Уже светало, когда из празднично иллюминированных тюремных ворот появилась кучка людей; они казались крошечными по сравнению с идущим впереди великаном в белой рубашке, выделявшейся в полумраке светлым пятном. Руки у него были связаны за спиной, ноги скованы цепью, так что идти он мог лишь семенящим шагом. Толпа облегченно вздохнула. Человечки сгрудились у подножья гильотины, великана же буквально внесли на эшафот четверо подручных палача. Походил он при этом на средневековый надгробный монумент. Когда гиганта поставили на ноги, свет фонаря ярко высветил его мертвенно-бледное лицо. И тут среди всеобщего затишья зазвенели колокольцы г-жи Евгении, нежностью звучания напоминавшие хор мальчиков, сопровождающий возношение Святых Даров:
— Господин Тиффож, да ведь вы на одно лицо! Это ж надо, вылитый ваш брат-близнец! Поглядите, господин Тиффож, ну просто, как две капли воды!

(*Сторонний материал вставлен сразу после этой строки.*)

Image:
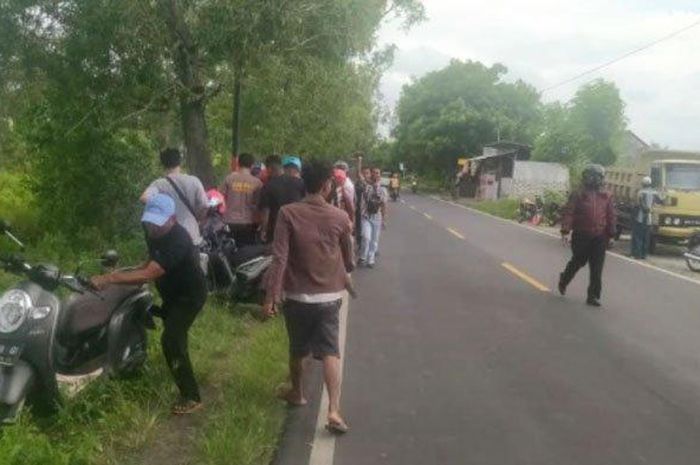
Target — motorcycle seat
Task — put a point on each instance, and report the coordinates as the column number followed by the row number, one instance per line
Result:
column 244, row 254
column 86, row 313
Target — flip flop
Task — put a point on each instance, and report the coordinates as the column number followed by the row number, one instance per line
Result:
column 336, row 427
column 185, row 407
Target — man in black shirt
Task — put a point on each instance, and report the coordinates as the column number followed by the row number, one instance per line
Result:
column 174, row 266
column 278, row 192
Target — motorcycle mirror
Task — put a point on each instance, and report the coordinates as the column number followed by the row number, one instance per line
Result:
column 110, row 259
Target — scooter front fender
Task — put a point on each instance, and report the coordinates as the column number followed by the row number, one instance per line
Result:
column 15, row 382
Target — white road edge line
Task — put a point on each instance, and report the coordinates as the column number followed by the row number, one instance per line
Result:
column 323, row 446
column 545, row 233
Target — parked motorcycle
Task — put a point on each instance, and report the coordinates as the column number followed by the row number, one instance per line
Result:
column 231, row 270
column 42, row 335
column 531, row 212
column 692, row 255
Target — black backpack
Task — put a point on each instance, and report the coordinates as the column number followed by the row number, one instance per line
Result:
column 374, row 201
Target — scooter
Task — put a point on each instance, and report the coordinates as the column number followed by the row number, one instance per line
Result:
column 692, row 255
column 43, row 336
column 231, row 270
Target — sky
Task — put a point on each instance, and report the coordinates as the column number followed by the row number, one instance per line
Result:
column 545, row 42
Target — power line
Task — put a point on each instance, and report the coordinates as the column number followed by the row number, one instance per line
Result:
column 622, row 57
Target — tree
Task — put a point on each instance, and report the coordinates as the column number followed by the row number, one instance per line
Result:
column 587, row 130
column 453, row 112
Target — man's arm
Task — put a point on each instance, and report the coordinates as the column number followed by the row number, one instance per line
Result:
column 275, row 274
column 146, row 274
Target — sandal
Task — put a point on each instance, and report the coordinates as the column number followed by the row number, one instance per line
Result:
column 184, row 407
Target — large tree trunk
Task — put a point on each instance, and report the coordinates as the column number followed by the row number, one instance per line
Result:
column 192, row 99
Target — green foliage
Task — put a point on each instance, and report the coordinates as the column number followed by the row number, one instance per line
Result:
column 454, row 112
column 587, row 130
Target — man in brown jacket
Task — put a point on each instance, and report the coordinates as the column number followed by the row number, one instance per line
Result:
column 590, row 214
column 313, row 251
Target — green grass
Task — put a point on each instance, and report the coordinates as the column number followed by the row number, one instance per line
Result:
column 506, row 208
column 238, row 361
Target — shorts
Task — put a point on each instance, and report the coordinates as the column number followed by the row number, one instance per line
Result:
column 312, row 328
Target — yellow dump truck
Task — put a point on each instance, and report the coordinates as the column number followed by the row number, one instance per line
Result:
column 676, row 179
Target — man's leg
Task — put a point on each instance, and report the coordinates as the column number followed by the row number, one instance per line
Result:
column 579, row 249
column 598, row 248
column 178, row 320
column 366, row 239
column 376, row 223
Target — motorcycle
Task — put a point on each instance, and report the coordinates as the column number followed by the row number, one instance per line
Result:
column 231, row 270
column 530, row 212
column 692, row 255
column 43, row 336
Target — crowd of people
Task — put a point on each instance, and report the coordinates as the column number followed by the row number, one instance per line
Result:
column 315, row 216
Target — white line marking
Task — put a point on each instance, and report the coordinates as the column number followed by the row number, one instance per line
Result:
column 323, row 447
column 556, row 236
column 456, row 233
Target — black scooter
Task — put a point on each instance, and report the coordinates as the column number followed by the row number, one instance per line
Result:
column 43, row 336
column 232, row 270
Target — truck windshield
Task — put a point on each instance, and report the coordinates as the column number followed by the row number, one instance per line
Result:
column 682, row 176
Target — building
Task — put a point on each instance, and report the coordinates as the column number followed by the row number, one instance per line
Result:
column 505, row 170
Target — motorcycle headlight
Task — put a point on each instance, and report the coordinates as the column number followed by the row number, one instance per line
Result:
column 15, row 305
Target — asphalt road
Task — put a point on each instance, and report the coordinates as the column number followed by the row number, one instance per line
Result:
column 458, row 353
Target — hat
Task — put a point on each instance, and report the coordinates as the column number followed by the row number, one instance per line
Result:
column 340, row 164
column 291, row 160
column 159, row 209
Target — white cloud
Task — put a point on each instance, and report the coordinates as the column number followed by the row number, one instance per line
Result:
column 548, row 41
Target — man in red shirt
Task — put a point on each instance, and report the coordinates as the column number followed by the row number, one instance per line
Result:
column 313, row 253
column 590, row 215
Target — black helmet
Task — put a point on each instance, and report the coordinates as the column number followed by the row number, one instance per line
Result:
column 593, row 176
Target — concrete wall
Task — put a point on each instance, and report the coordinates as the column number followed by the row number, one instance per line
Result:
column 531, row 178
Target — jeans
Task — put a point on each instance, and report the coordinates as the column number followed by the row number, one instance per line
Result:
column 587, row 250
column 179, row 316
column 371, row 230
column 641, row 236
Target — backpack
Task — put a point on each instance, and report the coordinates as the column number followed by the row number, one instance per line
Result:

Повинуясь жесту Анри Дефурно, подручные тотчас набросились на бледнолицего великана и поместили его шею в кольцо гильотины. Однако, не сразу. Привычный ритуал был нарушен, ибо выяснилось, что гильотина гиганту не по размеру. Кольцо было расположено так низко, что ему пришлось скрючить свое могучее тело. А его мучители, повергнув смертника на колени, промахнулись мимо выемки, и теперь суетились, стараясь водворить шею смертника на уготованное ей место, что оказалось непросто — пришлось тянуть страдальца за уши и за волосы. Это было и смешно, и жутко. Но вот, наконец, лязгнул нож. Предсмертный хрип. Струя крови. Казнь свершилась ровно в четыре часа тридцать две минуты.
Укрытый от глаз троном г-жи Евгении, я блевал желчью.
20 июня 1939.
Всю ночь меня терзали кошмары и галлюцинации, перемежаемые столь же мучительными проблесками полной ясности сознания. Но то и дело из этой мешанины выплывал огромный лучезарный лик Распутина. Я всегда считал, что Распутин был не только проповедником половой распущенности, но все свое немалое влияние при дворе использовал против милитаристских устремлений царской камарильи. Началом Мировой войны принято считать 28 июня 1914 года, день, когда в Сараево был убит эрцгерцог Франц-Фердинанд. Но, разумеется, никто не помнит, что в тот же самый день, а возможно и час, в некой сибирском городке неизвестная проститутка, подкупленная русскими националистами, пырнула ножом Распутина. Прикованный к постели старец в своих посланиях умолял царя не затевать войну, однако всеобщая мобилизация была все же объявлена.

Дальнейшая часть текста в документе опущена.